The actors are least to blame for the lukewarm end product. Especially Susan Sarandon delivers a really good performance, which makes her the only very credible and authentic character despite the mediocre script. Because of this almost a masterclass performance on her part. Tommy Lee Jones also doesn't cut a bad figure as a sleazy narcissistic prosecutor, but with him or his character the decline of the film begins early. He, like nearly all the other characters here, are such cliché decoys. Terribly exaggerated, almost like in a comic book that doesn't want to be one.

The plot is not a bit better and stumbles from one mediocre tension sequence into the next logic plothole. The whole constellation of the story is actually complete nonsense. Good against actually good (but mean), against evil. Why is the prosecutor and his entourage bullying a little boy - the perfect key witness in a political mafia murder, for him his weight worth in gold - with these methods, LOGICALLY making him refuse to continue cooperating with him under any circumstances. In principle, the two "good" lawyers waste a lot of time with their personal catfight, so that the Mafia gets enough time to either get rid of the evidence or to take the boy out, or ideally both.

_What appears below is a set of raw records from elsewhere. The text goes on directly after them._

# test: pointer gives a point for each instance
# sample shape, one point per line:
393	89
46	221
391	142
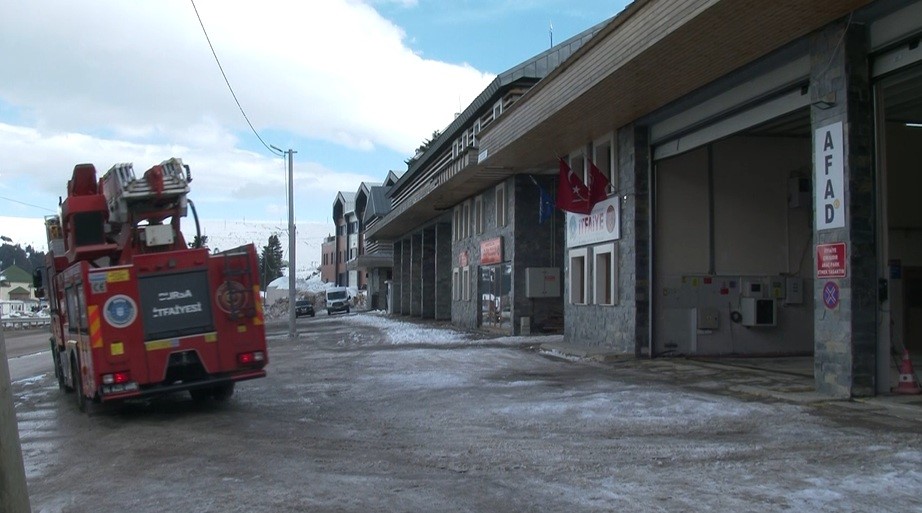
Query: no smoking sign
831	295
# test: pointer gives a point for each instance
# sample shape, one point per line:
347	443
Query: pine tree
270	261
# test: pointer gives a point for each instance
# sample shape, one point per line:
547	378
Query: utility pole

In the end they do what would have been the normal and effective procedure after only 10 minutes. Case closed. That's bullshit. It completely takes the tension out of the story, which wouldn't tickle your nerves that much anyway. The fact that Anthony LaPaglia in a net shirt looks more like a bad-tempered hairdresser than a brutal Hitman doesn't make things any better.

I remember liking this movie as a teen and there are indeed stupid movies I grew up with that still slap, but this isn't one of them! And I didn't even notice the sexism deeply rooted in the film at that time. Holy moly!